KU’s Suzanne Shontz, whose expertise is in parallel scientific computing with a focus on mesh generation and numerical partial differential equations (PDEs), will join principal investigator Cristian Linte, a biomedical image computing expert with the Rochester Institute for Technology, and partners to provide an understanding of the physiological mechanisms that govern heat transfer into biological tissues.
This understanding, according to the researchers, is essential to advancing research in developing less invasive treatment options than cardiac ablations, which convert abnormal heart tissue to scar tissue, so that abnormal heart electrical signal pathways are interrupted.
With as many as 50% of ablation patients experiencing reoccurrence of cardiac arrhythmias, the development of noninvasive methods to resolve the abnormal cardiac electrical signals promise to reduce these numbers. Although the project focuses on providing a solution to a particular problem, the methods and products developed to do so are expected to have broader applications. For instance, a better understanding of the physiological mechanisms that govern the transfer of heat into biological tissues by modeling and quantifying tissue responses to thermal energy could potentially lead to future tools to better guide and monitor cardiac ablation therapy.
“In fact, on the PDE solver side, uses could be even more expansive than for just medical purposes,” Shontz said. “Discoveries in heat transfer technology could be applied to mechanical or aerospace applications, for example.”
Joining Linte and Shontz on the NSF Computational and Data-enabled Science and Engineering Grant is RIT mechanical engineer Satish Kandlikar. In addition to the institutional support provided by I2S and RIT, the group also will work with cardiologists at the University of Rochester Medical Center and an ablation modeling expert at Medical University of South Carolina.
The project will also feature educational and outreach initiatives to train the next generation of scholars and researchers.

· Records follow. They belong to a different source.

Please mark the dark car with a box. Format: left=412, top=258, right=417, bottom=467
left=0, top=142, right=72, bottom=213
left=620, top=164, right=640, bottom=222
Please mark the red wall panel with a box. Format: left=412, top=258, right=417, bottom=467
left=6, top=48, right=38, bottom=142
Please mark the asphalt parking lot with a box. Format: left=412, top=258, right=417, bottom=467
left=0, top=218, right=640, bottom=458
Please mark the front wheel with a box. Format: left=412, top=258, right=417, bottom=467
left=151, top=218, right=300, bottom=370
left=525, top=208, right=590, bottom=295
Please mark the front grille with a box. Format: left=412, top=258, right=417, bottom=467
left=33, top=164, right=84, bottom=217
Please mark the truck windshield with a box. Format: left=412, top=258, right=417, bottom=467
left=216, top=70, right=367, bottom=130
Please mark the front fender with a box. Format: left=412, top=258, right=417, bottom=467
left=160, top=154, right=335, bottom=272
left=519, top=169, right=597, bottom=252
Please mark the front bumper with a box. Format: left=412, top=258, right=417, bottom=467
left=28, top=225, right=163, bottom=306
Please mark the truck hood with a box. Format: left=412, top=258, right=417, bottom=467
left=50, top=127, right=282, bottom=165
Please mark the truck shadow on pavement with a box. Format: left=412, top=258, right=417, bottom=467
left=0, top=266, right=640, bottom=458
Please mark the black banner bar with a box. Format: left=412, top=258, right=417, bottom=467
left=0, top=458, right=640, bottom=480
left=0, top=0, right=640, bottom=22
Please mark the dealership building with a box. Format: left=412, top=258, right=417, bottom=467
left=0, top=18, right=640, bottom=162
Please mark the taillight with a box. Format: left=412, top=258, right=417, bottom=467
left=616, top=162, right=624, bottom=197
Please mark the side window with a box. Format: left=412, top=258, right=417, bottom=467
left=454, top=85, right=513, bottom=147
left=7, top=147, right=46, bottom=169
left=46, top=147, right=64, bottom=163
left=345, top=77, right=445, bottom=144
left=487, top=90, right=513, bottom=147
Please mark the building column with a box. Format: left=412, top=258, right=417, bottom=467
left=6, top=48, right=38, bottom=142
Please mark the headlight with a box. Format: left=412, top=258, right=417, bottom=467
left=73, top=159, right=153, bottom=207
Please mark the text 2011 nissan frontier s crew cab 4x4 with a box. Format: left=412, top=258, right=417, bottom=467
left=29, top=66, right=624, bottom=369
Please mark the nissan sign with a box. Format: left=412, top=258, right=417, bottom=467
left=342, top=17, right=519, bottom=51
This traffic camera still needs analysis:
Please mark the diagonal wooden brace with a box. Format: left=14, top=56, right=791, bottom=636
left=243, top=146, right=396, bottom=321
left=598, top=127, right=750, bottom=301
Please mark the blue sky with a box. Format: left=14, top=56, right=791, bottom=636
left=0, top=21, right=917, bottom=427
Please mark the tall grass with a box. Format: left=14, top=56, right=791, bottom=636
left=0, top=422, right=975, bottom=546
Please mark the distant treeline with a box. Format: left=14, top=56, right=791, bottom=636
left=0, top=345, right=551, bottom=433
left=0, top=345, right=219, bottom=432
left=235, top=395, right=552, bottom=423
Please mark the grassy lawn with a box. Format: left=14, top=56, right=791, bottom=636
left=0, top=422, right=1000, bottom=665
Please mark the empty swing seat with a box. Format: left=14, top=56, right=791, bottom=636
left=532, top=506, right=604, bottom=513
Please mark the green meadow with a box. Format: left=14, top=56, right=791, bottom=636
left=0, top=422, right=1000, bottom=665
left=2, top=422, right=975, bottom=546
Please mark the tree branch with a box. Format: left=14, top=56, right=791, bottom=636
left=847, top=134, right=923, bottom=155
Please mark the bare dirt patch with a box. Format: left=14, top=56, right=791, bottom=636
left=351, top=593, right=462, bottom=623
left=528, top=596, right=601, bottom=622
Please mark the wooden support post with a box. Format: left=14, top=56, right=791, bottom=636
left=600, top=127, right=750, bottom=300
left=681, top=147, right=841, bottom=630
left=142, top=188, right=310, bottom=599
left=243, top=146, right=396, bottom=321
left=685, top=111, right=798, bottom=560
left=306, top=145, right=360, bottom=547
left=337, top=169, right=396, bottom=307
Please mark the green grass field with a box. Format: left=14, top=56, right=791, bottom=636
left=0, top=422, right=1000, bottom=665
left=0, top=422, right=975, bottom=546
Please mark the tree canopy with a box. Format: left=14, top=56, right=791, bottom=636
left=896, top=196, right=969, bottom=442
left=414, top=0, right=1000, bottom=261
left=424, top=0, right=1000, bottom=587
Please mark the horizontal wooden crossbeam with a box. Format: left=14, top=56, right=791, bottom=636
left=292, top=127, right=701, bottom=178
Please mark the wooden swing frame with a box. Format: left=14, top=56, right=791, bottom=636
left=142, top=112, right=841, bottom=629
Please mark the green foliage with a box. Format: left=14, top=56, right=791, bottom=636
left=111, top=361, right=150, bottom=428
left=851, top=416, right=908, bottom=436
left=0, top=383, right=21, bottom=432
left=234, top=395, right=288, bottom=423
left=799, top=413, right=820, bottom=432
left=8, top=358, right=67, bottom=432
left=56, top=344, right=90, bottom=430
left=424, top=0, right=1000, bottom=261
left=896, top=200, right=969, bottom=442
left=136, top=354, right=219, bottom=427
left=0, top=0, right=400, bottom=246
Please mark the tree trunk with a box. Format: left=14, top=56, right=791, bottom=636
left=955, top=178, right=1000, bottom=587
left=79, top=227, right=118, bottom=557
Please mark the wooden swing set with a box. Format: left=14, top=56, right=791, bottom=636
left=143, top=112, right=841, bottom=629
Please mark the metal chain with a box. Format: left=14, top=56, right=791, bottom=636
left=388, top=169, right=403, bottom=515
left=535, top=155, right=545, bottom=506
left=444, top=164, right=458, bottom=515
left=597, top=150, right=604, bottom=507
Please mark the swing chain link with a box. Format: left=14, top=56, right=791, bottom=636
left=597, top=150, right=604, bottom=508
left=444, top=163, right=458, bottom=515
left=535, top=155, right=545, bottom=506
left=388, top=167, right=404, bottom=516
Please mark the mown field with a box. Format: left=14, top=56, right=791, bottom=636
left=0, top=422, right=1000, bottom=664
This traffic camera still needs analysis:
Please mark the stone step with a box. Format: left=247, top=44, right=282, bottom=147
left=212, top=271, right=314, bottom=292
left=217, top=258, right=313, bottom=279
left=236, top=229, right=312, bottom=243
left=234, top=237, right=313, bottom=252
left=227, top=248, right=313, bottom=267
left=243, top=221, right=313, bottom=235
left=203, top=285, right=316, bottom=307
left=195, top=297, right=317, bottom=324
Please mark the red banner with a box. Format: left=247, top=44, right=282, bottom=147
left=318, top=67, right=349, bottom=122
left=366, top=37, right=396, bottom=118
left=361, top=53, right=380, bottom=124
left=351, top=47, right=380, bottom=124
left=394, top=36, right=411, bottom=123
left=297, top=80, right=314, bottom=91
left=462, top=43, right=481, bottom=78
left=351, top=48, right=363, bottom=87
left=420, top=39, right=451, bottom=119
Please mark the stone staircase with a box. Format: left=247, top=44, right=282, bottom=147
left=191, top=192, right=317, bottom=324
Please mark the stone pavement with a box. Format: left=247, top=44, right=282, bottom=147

Shontz, who is also KU’s center director for the Mathematical Methods and Interdisciplinary Computing Center and the engineering school’s associate dean for research and graduate programs, will incorporate the mesh generation concepts and rapid PDE solvers into her parallel scientific computing course. Plans also include workshops to engage K-12 students on computational bioengineering topics and a summer camp to attract a diverse group of students, along with a one-day WE’re in Motion event for incoming female engineering students.